On June 29, 2008, Andrew Ingram said:

Jeremy:

Supporting multiple timestamps is surely as simple as having multiple meta tags using different classes? Or you could do multiple timestamps within the content of the a single meta tag.

I don’t see the finer points of how this solution would work as being a particularly huge issue, the main issue is whether there are valid objections to the solution as a whole.

The main objection I can see is that people might want microformats to be self-contained blobs of semantics with no dependencies on information located outside of the microformat.

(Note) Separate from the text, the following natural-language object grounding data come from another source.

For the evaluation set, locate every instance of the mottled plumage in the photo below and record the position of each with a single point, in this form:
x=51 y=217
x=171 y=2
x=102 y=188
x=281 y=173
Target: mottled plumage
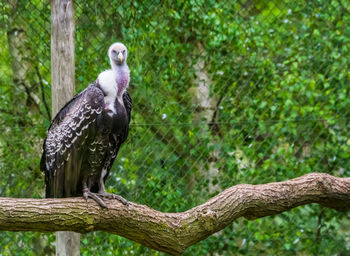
x=84 y=138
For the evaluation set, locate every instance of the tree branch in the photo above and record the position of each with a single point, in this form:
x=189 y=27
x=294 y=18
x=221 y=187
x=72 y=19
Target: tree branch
x=174 y=232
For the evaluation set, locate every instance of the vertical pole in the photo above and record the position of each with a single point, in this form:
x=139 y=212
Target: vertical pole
x=62 y=53
x=63 y=89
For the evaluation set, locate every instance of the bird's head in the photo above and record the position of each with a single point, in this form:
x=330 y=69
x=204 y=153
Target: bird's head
x=117 y=53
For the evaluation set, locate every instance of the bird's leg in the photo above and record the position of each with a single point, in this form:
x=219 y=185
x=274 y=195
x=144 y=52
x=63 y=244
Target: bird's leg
x=94 y=196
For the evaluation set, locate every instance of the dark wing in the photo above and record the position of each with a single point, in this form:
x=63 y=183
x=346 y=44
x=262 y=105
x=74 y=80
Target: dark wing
x=69 y=133
x=127 y=103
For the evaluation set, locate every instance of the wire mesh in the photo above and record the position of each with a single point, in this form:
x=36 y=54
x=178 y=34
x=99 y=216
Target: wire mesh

On June 29, 2008, Eivind Uggedal said:

Ruby solution:

%w[open-uri rubygems hpricot].each { |lib| require lib }

puts Time.xmlschema((Hpricot(open(ARGV[0]))%”meta[@name=’event-datetime’]”)[:content]).strftime ARGV[1]

Usage:

ruby microformat-event-detail.rb http://media.b-list.org/files/microformat-event-detail.html “%m-%d-%Y %I:%M%p”
On June 29, 2008, Marty Alchin said:

Personally, I like the idea of conveying date information in the form of a link. Most situations I can think of where hCalendar would be useful, there are already links to more events that occurred on that date, or at least having them would be beneficial anyway. Then, the human representation could be anything, and the “machine” representation could be extracted from the link.

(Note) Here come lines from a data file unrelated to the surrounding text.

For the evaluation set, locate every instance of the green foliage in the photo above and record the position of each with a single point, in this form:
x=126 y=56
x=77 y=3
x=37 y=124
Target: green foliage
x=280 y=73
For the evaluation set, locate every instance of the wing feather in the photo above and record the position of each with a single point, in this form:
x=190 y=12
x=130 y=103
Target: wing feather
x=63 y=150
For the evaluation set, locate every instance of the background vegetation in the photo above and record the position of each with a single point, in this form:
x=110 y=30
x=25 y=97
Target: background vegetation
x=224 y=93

All the examples I’ve seen have links that end in one of the two following forms:

It seems like specifying these two formats for dates would suitably “pave the cowpaths” and do the job of supporting multiple dates in a single document. In addition, it would provide the additional usability benefit of encouraging links to date archives for finding other events.

Of course, that doesn’t solve the issue of times, but those are much easier to parse out of a link’s text than dates, so that could be enough. I’m not sure yet how to deal with timezones, except to put those inside the link text as well, but that’s not great. Perhaps that could be a meta tag of something of the sort. It wouldn’t be data specific to any particular event, so it’s really not part of the microformat, but rather a hint as to how to interpret the time data for each event.

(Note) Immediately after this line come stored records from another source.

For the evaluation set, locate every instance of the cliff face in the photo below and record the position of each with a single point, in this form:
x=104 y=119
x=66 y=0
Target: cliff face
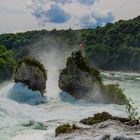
x=30 y=73
x=78 y=79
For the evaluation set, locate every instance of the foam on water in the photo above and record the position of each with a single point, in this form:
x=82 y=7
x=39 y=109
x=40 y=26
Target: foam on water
x=19 y=105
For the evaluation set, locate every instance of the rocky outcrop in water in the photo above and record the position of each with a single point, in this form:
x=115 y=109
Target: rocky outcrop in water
x=104 y=126
x=32 y=73
x=78 y=79
x=84 y=82
x=107 y=130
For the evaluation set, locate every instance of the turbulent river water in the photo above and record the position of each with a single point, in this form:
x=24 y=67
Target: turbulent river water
x=24 y=114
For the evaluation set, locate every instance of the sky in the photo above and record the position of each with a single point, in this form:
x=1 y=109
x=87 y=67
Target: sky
x=25 y=15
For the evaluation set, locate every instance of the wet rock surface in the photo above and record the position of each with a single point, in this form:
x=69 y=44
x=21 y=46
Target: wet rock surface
x=84 y=82
x=108 y=130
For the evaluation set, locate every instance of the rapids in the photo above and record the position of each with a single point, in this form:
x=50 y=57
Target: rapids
x=26 y=115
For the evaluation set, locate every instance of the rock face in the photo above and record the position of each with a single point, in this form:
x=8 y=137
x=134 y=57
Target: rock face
x=107 y=130
x=78 y=79
x=32 y=73
x=84 y=82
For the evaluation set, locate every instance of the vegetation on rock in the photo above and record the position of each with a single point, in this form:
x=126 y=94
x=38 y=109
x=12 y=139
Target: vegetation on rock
x=112 y=93
x=65 y=128
x=131 y=110
x=104 y=116
x=97 y=118
x=7 y=63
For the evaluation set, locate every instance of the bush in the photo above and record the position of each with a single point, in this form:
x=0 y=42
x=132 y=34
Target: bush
x=65 y=128
x=132 y=111
x=112 y=93
x=7 y=64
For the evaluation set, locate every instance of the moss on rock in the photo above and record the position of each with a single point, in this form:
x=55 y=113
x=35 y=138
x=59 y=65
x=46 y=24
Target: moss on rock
x=112 y=93
x=65 y=128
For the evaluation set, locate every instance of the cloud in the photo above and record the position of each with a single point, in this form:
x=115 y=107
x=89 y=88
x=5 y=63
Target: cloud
x=87 y=2
x=94 y=19
x=11 y=10
x=53 y=15
x=62 y=1
x=57 y=15
x=75 y=13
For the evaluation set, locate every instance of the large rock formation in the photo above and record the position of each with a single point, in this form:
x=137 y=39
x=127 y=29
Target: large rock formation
x=32 y=73
x=84 y=82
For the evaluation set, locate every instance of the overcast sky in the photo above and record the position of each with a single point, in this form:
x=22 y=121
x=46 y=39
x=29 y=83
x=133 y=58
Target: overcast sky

I dunno, I haven’t gotten too far into this microformat thing, but it seems like all this is getting far more complicated than it needs to be.

On June 29, 2008, Eddie Welker said:

Andrew,

it seems that half the time we forget that screen-readers could get > on board with supporting web standards (even de facto ones like microformats) just like everyone else.

I don’t argue that we shouldn’t try pushing screen-readers in that direction, but the situation is eerily similar to the fact that we have to design our html/css/js around poor implementations. I certainly wouldn’t get my hopes up any time soon.

On July 12, 2008, James Wheare said:

I think you missed a trick by not addressing the issue of multiple events in one document. You could even have marked the event up using the rest of hCal’s less contentious aspects.

Here’s a fully hCal marked up example using your meta date-time idea showing multiple events and relying on ids (also marked up as hAtom for bonus points):

http://james.wheare.org/microformats/meta-datetime.html

On July 12, 2008, James Wheare said:

Also, as to Simon’s point about invisible metadata, in this case the metadata is an alternate form of visible data, so I’m not sure if Tantek’s objections hold.